Трагический конфликт этих миров и обитающих в нем персонажей состоит в том, что осуждаемые — тоже участники процесса: палач и жертва — одно, нескончаемый 1937-й… И у самого Кафки похожий синдром: творчество — плод неба, веры и призыв к преодолению неба, веры. Отсюда это признание: «Я всегда стремлюсь передать то, что не поддается передаче, и объяснить необъяснимое… Эти поиски ведут на путь, который выходит за пределы человеческого… Вся эта литература — штурм границ».

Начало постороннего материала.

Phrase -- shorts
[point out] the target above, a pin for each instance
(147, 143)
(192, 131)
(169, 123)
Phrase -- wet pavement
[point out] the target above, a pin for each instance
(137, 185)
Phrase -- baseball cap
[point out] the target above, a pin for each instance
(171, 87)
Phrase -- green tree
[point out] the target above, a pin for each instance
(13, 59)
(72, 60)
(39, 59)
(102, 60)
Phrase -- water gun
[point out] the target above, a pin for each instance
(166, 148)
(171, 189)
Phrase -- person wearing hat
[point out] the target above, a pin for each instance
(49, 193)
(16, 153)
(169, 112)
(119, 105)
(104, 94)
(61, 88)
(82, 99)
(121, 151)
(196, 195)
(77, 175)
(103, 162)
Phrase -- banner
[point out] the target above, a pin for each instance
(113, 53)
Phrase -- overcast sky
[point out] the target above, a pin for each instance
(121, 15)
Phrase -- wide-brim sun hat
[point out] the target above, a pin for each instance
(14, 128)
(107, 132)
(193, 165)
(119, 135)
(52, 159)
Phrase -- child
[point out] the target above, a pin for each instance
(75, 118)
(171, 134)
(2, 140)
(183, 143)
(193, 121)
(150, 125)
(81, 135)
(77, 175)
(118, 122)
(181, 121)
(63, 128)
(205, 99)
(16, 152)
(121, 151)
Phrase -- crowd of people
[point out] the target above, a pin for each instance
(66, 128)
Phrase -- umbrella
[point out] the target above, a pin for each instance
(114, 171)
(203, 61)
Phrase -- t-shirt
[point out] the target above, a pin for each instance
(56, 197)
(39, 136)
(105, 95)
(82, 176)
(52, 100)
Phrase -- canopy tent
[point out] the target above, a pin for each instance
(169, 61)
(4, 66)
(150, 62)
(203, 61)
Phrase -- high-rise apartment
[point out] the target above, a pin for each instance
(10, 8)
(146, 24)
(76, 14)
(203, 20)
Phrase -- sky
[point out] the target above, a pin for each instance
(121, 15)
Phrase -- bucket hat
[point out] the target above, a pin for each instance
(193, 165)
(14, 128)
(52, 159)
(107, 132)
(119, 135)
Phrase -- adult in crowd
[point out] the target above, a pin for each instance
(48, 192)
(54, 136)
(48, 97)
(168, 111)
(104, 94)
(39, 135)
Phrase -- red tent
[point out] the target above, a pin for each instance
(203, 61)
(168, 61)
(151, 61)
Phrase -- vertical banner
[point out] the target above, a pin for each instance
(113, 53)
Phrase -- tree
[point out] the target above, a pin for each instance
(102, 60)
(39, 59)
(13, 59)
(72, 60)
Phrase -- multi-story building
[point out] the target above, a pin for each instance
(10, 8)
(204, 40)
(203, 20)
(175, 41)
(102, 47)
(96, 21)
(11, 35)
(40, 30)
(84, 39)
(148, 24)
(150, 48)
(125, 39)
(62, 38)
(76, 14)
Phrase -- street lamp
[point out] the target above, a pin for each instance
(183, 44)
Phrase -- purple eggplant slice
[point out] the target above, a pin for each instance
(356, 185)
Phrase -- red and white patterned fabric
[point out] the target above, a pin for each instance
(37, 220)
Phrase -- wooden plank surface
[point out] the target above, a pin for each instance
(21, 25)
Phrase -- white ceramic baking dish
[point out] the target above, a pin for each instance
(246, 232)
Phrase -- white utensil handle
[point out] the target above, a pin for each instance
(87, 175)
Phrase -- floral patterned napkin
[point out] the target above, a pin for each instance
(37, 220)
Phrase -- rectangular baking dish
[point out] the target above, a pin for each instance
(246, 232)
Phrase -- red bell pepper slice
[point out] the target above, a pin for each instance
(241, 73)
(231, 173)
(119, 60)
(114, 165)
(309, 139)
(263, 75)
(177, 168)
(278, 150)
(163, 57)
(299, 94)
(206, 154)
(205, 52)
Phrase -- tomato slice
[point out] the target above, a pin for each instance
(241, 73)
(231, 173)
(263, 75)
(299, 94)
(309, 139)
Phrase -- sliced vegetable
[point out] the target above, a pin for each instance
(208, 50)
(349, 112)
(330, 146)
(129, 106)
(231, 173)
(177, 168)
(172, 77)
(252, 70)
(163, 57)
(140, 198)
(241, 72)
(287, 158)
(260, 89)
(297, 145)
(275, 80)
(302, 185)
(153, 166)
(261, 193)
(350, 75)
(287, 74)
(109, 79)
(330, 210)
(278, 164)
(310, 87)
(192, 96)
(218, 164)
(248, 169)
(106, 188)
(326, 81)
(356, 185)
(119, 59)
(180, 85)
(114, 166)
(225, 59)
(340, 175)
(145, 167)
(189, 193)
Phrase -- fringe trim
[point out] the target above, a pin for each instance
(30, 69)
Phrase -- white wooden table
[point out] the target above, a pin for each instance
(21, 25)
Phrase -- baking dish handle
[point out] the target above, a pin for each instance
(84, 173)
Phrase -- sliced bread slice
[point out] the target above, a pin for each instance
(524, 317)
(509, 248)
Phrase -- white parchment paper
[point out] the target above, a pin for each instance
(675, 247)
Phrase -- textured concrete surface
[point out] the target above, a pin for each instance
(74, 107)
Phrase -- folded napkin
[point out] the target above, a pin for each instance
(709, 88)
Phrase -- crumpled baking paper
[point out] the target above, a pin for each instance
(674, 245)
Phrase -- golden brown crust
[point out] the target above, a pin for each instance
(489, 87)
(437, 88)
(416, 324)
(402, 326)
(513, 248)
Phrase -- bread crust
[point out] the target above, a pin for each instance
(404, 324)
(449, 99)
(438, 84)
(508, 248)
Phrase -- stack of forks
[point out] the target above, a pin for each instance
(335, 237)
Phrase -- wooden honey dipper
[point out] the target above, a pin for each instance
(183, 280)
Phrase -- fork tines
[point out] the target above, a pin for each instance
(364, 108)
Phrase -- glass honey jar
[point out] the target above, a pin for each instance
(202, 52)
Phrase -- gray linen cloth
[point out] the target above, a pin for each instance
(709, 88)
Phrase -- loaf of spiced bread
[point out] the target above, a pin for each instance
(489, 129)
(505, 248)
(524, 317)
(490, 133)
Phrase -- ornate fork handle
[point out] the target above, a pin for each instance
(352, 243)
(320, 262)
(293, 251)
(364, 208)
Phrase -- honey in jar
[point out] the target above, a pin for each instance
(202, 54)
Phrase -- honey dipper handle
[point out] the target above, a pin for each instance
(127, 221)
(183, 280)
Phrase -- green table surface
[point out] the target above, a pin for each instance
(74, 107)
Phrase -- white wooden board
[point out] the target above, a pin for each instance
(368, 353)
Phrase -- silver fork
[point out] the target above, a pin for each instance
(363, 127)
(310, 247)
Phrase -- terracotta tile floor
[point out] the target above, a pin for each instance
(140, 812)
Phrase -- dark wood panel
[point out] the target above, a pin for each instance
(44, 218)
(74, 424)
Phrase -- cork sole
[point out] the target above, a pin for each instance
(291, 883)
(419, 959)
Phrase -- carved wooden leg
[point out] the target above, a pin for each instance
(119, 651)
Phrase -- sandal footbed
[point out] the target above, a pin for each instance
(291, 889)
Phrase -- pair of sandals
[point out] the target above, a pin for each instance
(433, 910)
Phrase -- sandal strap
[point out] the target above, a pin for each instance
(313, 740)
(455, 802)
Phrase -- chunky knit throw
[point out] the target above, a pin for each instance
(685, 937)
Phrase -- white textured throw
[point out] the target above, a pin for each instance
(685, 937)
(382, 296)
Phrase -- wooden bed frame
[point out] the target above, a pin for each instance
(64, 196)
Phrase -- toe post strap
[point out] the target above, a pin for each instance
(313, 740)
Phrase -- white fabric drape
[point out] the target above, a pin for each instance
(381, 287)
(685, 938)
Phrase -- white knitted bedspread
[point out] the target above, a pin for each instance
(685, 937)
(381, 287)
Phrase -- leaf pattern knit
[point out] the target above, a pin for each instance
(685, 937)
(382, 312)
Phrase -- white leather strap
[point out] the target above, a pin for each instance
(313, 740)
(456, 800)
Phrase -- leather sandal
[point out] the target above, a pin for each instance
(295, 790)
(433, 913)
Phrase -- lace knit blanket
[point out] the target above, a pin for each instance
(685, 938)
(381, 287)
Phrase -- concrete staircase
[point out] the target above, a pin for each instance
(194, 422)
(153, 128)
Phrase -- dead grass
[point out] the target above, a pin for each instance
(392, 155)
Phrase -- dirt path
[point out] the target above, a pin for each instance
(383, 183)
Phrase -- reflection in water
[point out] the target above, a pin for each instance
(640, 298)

Герман Гессе считал, что Кафка потому осудил свое творчество на уничтожение, что чувствовал себя глядящим в абсолютную пустоту, испытывал всю невыносимость человеческого существования и, во всем сомневаясь, осуждал и себя, и свое творчество. Г. Гессе считал, что, возможно, было бы лучше, если бы не существовало людей, подобных Кафке, а также эпох и образа жизни, порождающих таких людей. Но, не будь таких людей и таких условий, как бы узнал человек о существовании бездн бытия и как бы реагировал на глубоко скрытое от глаз подполье и мрак глубинной жизни. «Глядящие в бездны» необходимы, по крайней мере, для того, чтобы постоянно напоминать слишком забывчивому человеку об опасностях, его подстерегающих: «Показывать и осмыслять скрытые бездны — одна из задач литературы».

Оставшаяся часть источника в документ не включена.